As an extension of the Alkami Digital Sales & Service Maturity Model, the Alkami Digital Sales & Service Maturity Model Assessment, also the first of its kind in the financial services industry, was built exclusively for financial institutions, enabling quick and easy assessment of their digital maturity level, and then provides tools to take action on their results. The digital maturity spectrum categorizes financial institutions into four segments: Patiently Exploring, Innovation-Ready, Digital-Forward, and Data-First, based on responses to key questions identified through comprehensive research. This segmentation offers a blueprint for growth, suggesting focused areas for enhancing business operations according to each institution’s current stage.
Patiently Exploring
Primarily smaller institutions which place emphasis on interaction rather than technology, heavily relying on third-party vendors. Their customer-first, relationship-driven mindset often sets them apart from the competition and they strongly value high-touch, in-person experiences. This segment gets the job done with limited resources and budget.
Innovation-Ready
Mostly mid-sized organizations are beginning to put significant investments into technology — prioritizing user experience over advanced functionality. Most of them strive to have a great platform user interface (UI) and usually deliver on it. Their next focus is typically the new or non-customer experience, adding more ways to shop for products and speeding up their account set-up experience.
Digital-Forward
Heavily invested in digital technology and have a better-than-average digital banking platform. Have understood the value of technology and have automated many back-end processes. Account set-up experience is among the best in the business for account holders and non-account holders alike. Striving to be a truly data-driven organization leveraging modern technologies.
Data-First
Fully embraces a data-driven mindset. Laser-focused on results and using data for nearly every decision. Considers technology a major advantage and pushes vendors forward when not building in-house. This segment tends to be larger, full-service institutions, looking beyond banking to hire the best talent. Differentiates on access to data and ability to get the most out of it.

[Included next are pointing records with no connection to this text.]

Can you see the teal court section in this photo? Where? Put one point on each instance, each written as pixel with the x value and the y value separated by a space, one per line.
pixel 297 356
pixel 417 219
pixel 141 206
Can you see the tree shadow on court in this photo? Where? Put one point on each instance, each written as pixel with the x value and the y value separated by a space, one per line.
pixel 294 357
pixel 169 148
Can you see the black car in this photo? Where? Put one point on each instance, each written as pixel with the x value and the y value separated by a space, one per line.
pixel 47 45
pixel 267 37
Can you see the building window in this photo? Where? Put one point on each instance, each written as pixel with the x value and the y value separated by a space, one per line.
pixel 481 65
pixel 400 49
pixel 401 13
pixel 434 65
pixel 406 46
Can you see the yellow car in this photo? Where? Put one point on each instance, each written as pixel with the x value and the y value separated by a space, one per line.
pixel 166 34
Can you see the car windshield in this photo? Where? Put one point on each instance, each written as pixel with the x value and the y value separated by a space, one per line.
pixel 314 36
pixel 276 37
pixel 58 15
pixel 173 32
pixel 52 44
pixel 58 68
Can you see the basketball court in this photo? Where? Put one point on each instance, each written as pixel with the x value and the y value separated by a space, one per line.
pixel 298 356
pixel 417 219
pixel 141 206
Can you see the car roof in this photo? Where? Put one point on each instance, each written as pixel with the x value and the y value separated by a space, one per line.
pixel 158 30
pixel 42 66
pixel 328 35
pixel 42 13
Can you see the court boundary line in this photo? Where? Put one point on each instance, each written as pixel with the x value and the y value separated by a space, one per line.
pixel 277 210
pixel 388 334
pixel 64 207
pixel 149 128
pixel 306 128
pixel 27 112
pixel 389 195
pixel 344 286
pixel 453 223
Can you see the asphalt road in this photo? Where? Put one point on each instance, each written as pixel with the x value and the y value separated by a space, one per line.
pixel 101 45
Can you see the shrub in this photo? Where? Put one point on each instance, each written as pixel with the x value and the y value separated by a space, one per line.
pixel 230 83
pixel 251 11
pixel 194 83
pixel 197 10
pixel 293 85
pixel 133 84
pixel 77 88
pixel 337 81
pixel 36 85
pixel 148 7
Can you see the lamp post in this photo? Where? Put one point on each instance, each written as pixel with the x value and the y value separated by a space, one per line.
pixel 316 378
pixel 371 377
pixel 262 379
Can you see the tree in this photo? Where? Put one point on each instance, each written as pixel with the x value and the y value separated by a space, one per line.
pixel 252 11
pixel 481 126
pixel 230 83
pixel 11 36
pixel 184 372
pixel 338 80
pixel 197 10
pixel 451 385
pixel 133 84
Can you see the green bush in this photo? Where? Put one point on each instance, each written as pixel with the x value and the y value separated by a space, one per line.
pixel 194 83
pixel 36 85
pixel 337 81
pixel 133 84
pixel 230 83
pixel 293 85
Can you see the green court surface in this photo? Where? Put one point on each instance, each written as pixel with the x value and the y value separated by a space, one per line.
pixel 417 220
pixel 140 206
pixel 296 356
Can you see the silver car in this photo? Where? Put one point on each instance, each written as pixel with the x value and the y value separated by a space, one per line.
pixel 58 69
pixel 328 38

From Assessment to Implementation
The Alkami Digital Sales & Service Maturity Model Assessment stands as a vital instrument for financial institutions to gain rapid, insightful analysis of their digital standing. It offers actionable recommendations for advancement and digital strategies aimed at augmenting banking services, personalizing account holder services through AI, harnessing data for decision-making, and bolstering digital account opening experiences.
In the digital era, the prosperity of financial institutions is intricately linked to their technology adoption and innovation, their mindset and toolset, and growth along the digital maturity continuum. Assessing digital maturity, whether a beginner or a pioneer, positions a financial institution to tackle the challenges of the digital landscape, and provide tools and a guide for them on the journey to digital excellence.
Assess Your Bank’s Digital Maturity Here!
About the source data: Drawing from the Alkami Digital Sales & Service Maturity Model, developed through research involving 215 U.S. financial institutions with assets north of $200 million, this assessment asks five key questions and based on the responses can align a financial institution with their current state of digital maturity and provide guidance for how to reach the next evolutionary stage.